La langue française dans les institutions européennes


Le logo officiel de l’Office européen de sélection du personnel, plus connu sous l’acronyme de sa traduction anglaise “European Personnel Selection Office” (EPSO). Le terme “careers” (“carrières” en français) est ici mis en avant, autre preuve de la tendance au monolinguisme anglophone dans les institutions.


 L’inauguration de la Cité internationale de la langue française, le 1er novembre 2023 dans le château de Villers-Cotterêts (Hauts-de-France), est placée sous le signe de la promotion du français comme langue internationale, mais aussi sous celui de la défense du multilinguisme dans un monde toujours plus anglophone


Cette volonté entre alors en résonance avec la plainte déposée par la France auprès de la Cour de justice de l’Union européenne (CJUE), le 15 septembre 2023, à l’encontre de la Commission européenne et de son Office européen de sélection du personnel (le fameux EPSO). 


Ce dernier a en effet publié l’annonce d’un de ses concours d’entrée  uniquement en anglais.
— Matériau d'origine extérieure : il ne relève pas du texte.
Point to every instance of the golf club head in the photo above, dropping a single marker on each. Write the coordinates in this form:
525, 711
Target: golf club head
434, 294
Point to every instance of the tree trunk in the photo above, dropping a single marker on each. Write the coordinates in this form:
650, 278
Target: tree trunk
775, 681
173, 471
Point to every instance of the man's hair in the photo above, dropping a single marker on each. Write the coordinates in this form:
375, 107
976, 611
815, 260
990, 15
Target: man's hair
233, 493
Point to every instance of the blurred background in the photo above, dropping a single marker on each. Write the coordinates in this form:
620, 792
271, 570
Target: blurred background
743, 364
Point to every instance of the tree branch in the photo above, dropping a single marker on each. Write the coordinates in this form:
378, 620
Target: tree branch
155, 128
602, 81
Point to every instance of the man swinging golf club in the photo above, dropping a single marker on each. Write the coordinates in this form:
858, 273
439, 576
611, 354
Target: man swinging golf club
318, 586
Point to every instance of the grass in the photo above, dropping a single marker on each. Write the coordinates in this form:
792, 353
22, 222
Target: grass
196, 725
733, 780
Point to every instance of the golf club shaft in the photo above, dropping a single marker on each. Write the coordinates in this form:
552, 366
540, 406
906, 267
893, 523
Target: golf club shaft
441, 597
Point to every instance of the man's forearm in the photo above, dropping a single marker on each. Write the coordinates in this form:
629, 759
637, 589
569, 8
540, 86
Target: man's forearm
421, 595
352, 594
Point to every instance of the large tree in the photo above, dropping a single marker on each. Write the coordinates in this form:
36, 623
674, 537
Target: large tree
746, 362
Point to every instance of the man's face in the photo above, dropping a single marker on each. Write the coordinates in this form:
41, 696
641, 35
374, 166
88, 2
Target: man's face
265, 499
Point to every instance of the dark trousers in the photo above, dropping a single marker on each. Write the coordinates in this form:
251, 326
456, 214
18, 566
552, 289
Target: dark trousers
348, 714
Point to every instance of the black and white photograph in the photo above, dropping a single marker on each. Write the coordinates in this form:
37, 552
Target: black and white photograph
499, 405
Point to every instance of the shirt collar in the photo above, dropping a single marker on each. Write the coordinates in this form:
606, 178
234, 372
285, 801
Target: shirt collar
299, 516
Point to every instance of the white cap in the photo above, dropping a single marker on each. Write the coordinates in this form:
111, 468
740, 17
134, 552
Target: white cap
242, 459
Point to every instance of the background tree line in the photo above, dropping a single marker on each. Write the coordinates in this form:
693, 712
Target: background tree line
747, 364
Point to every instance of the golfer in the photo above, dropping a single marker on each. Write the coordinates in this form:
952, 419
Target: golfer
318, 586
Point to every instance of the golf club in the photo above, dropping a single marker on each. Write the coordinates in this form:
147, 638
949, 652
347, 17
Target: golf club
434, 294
Une action similaire avait déjà été entreprise par Paris sur des faits similaires en septembre 2022. Le français n’était, comme les 22 autres langues officielles de l’UE, pas disponible pour le concours, ce qui entre en contradiction avec les traités et leurs dispositions concernant le multilinguisme comme facteur du recrutement de l’administration européenne.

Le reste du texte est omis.